Tra meno di un anno siamo chiamati al voto per il rinnovo del consiglio comunale. Il centrosinistra ha ereditato un bilancio sull’orlo del fallimento, ad oggi pare risanato con un aumento della Tari e balzelli vari, tassa Irpef diminuita con l’ultimo bilancio, sia pure di poco rispetto alle proposte iniziali.
Note dolenti:
- la Città è oggettivamente sporca nonostante le nuove assunzioni e la raccolta differenziata è ancora lontana dal realizzarsi;
- la discarica, con tutti i suoi pericoli, è sempre lì e non è dato sapere dei vari progetti regionali e no che ci sono sulla testa della Cittadinanza (al Comune chi è a conoscenza?) di un suo eventuale riutilizzo;
- Amet: è bene stendere un velo pietoso, insieme all’Stp. L’unica cosa certa è che sono diventate degli stipendifici per gli amici e amici degli amici, forse sul profilo penale non esiste reato ma dal punto di vista morale il problema si pone eccome;
- leggo dell’abbattimento di villa Maggi, ricordo del crollo “spontaneo” della ciminiera ex Lapietra, replica dello stesso film?

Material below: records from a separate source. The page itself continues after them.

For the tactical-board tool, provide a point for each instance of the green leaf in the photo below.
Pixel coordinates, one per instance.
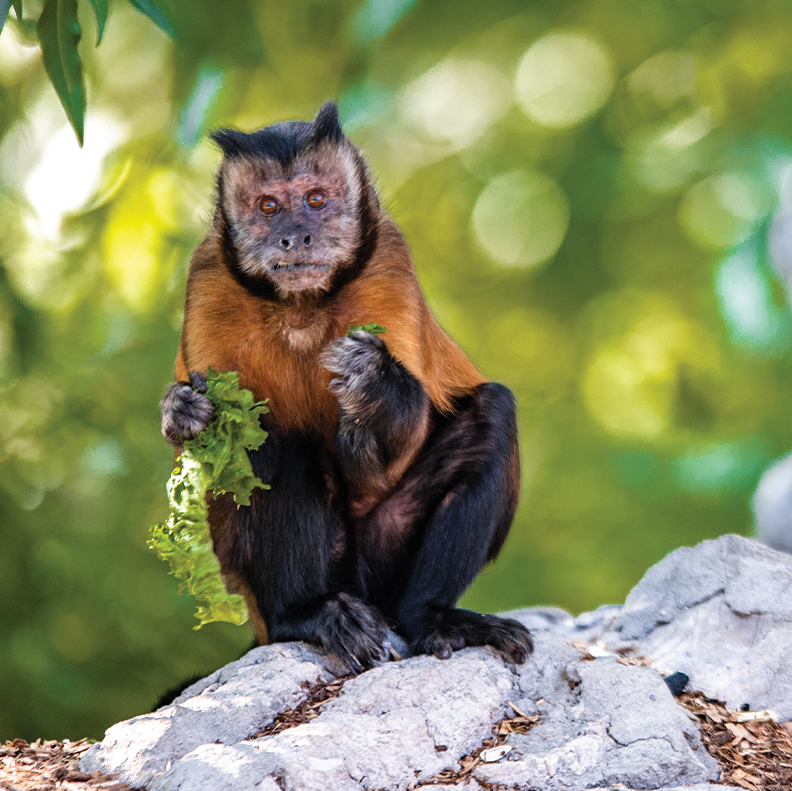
(154, 13)
(372, 328)
(59, 33)
(215, 460)
(100, 11)
(5, 5)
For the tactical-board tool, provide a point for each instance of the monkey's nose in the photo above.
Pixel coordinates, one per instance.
(287, 242)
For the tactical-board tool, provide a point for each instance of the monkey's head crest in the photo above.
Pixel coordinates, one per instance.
(284, 141)
(295, 207)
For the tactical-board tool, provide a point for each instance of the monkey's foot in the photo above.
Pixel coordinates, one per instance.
(452, 629)
(352, 630)
(186, 411)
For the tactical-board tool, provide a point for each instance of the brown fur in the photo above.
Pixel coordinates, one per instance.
(229, 329)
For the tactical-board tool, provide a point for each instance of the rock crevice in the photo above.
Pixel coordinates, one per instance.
(602, 720)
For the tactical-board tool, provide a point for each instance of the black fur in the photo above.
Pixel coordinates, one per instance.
(186, 411)
(322, 575)
(321, 566)
(282, 142)
(381, 404)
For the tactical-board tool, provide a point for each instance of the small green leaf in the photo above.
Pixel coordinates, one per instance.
(58, 32)
(154, 13)
(100, 10)
(372, 328)
(5, 5)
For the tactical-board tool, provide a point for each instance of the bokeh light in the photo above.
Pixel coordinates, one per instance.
(520, 218)
(564, 78)
(457, 100)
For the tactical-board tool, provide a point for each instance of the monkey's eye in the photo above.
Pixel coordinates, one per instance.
(268, 206)
(315, 199)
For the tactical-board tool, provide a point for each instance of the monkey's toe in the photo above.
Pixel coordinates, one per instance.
(453, 629)
(353, 631)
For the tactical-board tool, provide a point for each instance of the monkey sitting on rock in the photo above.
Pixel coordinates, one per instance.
(393, 463)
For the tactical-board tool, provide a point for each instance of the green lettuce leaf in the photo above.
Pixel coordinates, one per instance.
(373, 328)
(217, 461)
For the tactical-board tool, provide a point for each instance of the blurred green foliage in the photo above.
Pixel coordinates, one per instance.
(586, 188)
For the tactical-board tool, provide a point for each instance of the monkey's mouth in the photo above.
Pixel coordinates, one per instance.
(292, 276)
(299, 266)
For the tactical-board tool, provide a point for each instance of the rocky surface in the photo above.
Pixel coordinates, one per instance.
(717, 612)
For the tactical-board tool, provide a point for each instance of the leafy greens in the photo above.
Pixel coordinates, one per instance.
(217, 461)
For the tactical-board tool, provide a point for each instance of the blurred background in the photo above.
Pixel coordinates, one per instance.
(587, 190)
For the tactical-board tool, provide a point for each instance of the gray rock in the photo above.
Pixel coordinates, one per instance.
(227, 707)
(219, 768)
(772, 506)
(721, 613)
(409, 721)
(614, 724)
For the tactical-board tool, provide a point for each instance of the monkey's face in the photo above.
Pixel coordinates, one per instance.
(295, 226)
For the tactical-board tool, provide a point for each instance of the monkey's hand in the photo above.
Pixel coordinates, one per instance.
(186, 411)
(359, 363)
(383, 408)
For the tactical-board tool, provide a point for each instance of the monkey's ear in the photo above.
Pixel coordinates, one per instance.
(326, 125)
(232, 142)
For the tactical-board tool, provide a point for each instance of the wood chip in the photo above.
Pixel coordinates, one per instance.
(752, 751)
(50, 765)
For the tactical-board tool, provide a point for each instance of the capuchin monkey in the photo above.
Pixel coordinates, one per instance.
(393, 463)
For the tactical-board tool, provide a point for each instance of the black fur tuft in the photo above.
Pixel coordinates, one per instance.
(282, 142)
(326, 125)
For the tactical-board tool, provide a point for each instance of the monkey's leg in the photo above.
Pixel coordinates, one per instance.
(449, 515)
(291, 549)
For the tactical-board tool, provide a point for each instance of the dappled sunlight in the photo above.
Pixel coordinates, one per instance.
(66, 176)
(456, 100)
(632, 383)
(521, 218)
(745, 296)
(723, 210)
(564, 78)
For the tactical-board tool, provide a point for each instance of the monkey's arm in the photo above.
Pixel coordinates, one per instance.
(383, 409)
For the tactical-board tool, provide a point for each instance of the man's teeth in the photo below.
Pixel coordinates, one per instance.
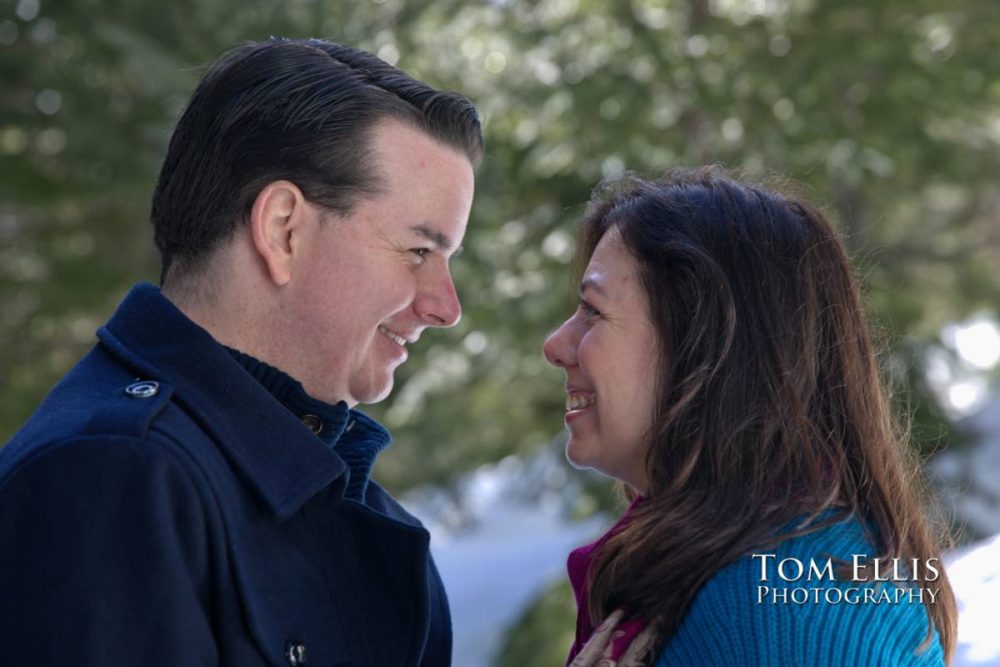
(391, 336)
(578, 401)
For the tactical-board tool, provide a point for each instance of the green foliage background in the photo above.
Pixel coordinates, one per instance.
(885, 111)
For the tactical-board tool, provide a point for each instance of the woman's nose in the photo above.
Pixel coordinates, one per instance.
(559, 348)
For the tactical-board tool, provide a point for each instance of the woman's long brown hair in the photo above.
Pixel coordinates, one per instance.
(770, 404)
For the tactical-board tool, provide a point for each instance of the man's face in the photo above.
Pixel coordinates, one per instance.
(368, 284)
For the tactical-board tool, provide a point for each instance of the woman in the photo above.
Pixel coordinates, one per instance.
(719, 366)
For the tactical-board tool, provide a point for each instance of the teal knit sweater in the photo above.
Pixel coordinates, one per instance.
(727, 626)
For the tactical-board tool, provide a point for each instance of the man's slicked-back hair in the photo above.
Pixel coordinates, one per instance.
(296, 110)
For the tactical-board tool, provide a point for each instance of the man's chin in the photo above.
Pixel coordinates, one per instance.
(373, 393)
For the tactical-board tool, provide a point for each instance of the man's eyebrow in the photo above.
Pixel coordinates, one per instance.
(590, 283)
(439, 239)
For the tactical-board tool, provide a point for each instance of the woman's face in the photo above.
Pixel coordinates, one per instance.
(610, 352)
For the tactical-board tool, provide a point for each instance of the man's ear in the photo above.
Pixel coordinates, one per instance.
(277, 215)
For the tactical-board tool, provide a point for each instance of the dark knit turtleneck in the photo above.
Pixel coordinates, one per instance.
(354, 436)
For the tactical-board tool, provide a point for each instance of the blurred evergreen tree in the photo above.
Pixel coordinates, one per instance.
(886, 111)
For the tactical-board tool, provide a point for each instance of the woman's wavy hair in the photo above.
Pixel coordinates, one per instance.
(770, 404)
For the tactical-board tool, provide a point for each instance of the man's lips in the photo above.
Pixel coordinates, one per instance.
(400, 339)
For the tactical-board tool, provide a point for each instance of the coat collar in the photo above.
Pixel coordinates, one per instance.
(280, 458)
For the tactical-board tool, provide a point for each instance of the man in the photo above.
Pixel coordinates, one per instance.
(195, 491)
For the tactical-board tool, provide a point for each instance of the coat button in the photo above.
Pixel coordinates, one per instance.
(296, 653)
(143, 389)
(313, 423)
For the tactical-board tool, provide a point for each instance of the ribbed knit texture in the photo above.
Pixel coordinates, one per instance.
(357, 438)
(726, 626)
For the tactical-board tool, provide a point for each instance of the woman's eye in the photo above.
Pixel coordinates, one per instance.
(588, 310)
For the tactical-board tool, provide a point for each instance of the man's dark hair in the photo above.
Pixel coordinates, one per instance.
(296, 110)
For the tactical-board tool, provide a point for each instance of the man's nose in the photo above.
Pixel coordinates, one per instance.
(438, 304)
(560, 348)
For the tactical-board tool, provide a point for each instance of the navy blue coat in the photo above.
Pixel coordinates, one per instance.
(199, 522)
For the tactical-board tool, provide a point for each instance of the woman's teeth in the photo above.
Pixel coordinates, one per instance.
(578, 401)
(391, 336)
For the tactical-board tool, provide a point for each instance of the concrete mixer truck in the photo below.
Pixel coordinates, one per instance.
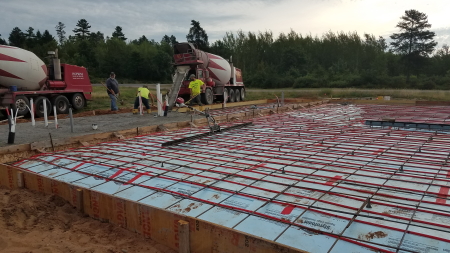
(23, 76)
(222, 79)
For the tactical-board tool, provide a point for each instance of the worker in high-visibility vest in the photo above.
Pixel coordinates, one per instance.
(195, 85)
(144, 92)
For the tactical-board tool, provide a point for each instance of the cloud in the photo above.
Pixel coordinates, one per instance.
(154, 18)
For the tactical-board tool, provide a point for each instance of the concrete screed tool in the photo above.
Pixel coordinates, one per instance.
(115, 95)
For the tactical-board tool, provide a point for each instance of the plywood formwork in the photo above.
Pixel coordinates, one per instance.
(315, 180)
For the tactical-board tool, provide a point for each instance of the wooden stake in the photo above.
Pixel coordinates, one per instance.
(183, 235)
(20, 181)
(79, 204)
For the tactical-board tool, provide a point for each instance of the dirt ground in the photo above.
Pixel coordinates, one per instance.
(32, 222)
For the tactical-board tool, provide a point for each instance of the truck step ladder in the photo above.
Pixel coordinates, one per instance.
(178, 78)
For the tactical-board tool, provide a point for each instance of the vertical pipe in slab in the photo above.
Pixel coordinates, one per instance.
(158, 98)
(71, 120)
(33, 123)
(56, 116)
(140, 103)
(166, 108)
(12, 130)
(45, 113)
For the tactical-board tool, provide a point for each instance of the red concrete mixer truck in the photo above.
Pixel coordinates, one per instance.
(219, 75)
(23, 76)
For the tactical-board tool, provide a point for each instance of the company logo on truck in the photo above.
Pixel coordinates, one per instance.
(77, 75)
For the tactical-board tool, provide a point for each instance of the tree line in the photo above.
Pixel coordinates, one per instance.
(336, 59)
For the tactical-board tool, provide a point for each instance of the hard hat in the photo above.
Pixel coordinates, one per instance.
(180, 100)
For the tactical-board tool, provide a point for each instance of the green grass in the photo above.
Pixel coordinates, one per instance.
(100, 99)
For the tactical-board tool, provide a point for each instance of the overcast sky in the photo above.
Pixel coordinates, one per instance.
(154, 18)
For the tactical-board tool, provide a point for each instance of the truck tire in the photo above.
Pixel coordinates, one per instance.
(61, 103)
(78, 101)
(20, 105)
(242, 94)
(237, 95)
(207, 97)
(231, 95)
(39, 106)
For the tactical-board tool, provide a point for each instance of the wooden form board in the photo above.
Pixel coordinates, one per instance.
(375, 102)
(157, 224)
(228, 105)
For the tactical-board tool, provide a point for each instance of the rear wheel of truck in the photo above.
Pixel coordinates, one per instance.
(237, 95)
(231, 95)
(39, 106)
(21, 105)
(242, 94)
(207, 97)
(61, 103)
(78, 101)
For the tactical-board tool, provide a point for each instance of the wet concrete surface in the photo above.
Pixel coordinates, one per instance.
(26, 133)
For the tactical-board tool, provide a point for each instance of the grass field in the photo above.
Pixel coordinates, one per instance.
(100, 99)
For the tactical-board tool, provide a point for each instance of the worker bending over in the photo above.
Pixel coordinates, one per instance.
(144, 92)
(195, 86)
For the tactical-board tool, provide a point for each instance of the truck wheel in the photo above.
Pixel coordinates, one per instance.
(237, 95)
(78, 101)
(39, 106)
(207, 97)
(231, 95)
(20, 105)
(61, 103)
(242, 94)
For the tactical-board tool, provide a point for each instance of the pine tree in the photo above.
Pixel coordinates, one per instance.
(415, 41)
(198, 36)
(82, 29)
(119, 34)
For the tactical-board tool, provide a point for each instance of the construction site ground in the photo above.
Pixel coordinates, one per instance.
(35, 222)
(106, 121)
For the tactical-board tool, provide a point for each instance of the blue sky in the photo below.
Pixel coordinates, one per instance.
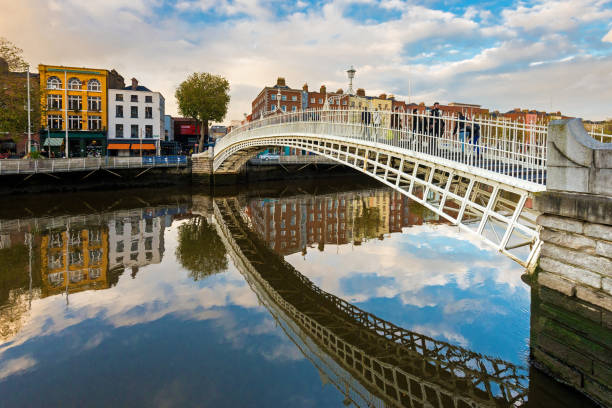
(549, 55)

- Trani è la città a più alta emergenza abitativa (il mio è un ennesimo ripetere) di tutto il territorio provinciale e purtroppo nulla si è fatto e ancora nulla è in programma. Eppure, i soldi ci sono per costruire nuovi alloggi Erp, solo che l’amministrazione deve compiere degli atti concreti che non riesce ancora a fare. Nonostante si dica che l’organico all’ufficio tecnico ora sia sufficiente, se è vero, evidentemente preferiscono impegnarsi in altre attività. Un esempio illuminante è la mancata consegna dei 23 alloggi di Via Grecia derivanti dal contratto di quartiere di cui nessuno spiega il perché, di conseguenza 23 famiglie vagano non potendo programmare il loro futuro abitativo (ndr, in consiglio comunale è stato precisato che le consegne sono previste entro fine luglio);
- occupazione, microcriminalità e controllo del territorio. Il livello raggiunto è allarmante, non bastano gli incontri in Prefettura se non si mettono in atto iniziative concrete con un po’ di coraggio in più.
Ovviamente questi problemi sono una parte dei problemi della Città.
Il sindaco e tutti i partiti e movimenti che si richiamano al centrosinistra, nessuno escluso, quando pensano, al di là delle polemiche e della lesa maestà, di sedersi intorno ad un tavolo e con sincerità farsi una sana autocritica e sottolineare quello che si è fatto, errori compresi, e riprogrammare il futuro, senza cappelli sulla sedia e senza rivendicazioni, ma solo per il bene di questa martoriata Città che tutti ammirano eccetto noi?